I think that rather supports the claim that backwards compatibility is a problem for OOXML. I see no claim in there about any deliberate obfuscation.

> These behaviours such as “autoSpaceLikeWord95” , “useWord97LineBreakRules” and “useWord2002TableStyleRules” are not defined.

Amazing that these things can be part of a standard, it even has the propietary names(Word97, Word2002), it's just pure malice to propose that horrible software functionality as a standard. I guess the 6k pages really made it hard to properly review it.

You are mistaken. The tricks they used to get OOXML standardized[1] leave no room for doubt that they have been intentionally making interoperability harder.

[1]: Wikipedia has an article about that: https://en.wikipedia.org/wiki/Standardization_of_Office_Open....

You've linked to Wikipedia but there is no evidence there supporting your claim. In fact the criticism section includes pro-ODF supporters claiming the exact opposite:

> The ODF Alliance UK Action Group has stated that [...] the Office Open XML file-format is heavily based on Microsoft's own Office applications and is thus not vendor-neutral

If you've ever seen the specs for the old, binary office formats (they can be obtained) then you'd know that they are very complex indeed and that their OOXML siblings are pretty much direct encodings of the same data structures with some adaptations for the limits of XML. There is no credit to the argument that Microsoft deliberately made the OOXML office formats complex compared with the existing binary formats.

It's true that Microsoft pushed hard to get OOXML through the ISO, but the reason for that is clear: they wanted an open standard that was 100% compatible with existing Office documents. Something like ODF which lacks many of the features of Office would not do. It also makes their developer's lives a lot easier if they can specify a standard which describes their software's current behaviour.

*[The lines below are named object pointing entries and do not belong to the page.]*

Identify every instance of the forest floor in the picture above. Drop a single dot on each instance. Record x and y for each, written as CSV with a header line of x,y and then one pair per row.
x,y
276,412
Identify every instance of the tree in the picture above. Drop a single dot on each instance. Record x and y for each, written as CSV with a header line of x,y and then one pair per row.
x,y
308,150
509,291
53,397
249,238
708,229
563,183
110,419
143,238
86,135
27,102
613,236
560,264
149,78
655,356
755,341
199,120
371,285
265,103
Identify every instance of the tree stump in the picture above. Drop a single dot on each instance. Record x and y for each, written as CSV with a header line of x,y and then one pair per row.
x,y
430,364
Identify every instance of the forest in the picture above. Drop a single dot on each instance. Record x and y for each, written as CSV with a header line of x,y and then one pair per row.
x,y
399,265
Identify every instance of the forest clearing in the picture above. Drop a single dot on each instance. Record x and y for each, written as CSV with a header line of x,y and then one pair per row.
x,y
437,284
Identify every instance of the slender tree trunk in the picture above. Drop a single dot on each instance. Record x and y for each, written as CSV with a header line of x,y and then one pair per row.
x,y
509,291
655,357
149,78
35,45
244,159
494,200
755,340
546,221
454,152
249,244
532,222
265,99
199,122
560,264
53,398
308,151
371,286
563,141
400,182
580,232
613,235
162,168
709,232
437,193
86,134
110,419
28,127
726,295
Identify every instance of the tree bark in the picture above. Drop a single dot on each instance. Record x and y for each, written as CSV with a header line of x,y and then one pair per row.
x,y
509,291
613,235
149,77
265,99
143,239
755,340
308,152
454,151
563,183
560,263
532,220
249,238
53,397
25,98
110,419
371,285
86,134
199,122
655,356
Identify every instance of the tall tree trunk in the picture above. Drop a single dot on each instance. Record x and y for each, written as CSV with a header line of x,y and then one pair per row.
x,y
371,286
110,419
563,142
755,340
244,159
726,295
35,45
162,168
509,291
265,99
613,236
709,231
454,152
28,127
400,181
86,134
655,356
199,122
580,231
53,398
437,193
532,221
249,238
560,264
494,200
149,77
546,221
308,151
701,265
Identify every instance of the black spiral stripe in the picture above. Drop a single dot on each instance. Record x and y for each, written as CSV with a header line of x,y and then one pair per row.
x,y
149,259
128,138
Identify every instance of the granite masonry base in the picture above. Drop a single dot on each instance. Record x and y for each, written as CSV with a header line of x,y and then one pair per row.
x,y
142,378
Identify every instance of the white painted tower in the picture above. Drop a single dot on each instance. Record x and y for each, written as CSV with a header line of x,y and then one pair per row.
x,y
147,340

This is exactly what what Adobe did with the PDF ISO standard (1000+ pages) and nobody complains about that.

You are replying to a claim I did not make, that OOXML was not based on Microsoft Office XML or that the XML formats were made more complex than the binary formats.
Anecdotally, Libreoffice has better compatibility with older versions of MS Office than current versions of MS Office, so I'm not sure you have any more evidence for "the reason" than the person you're replying to has for the "conspiracy theory."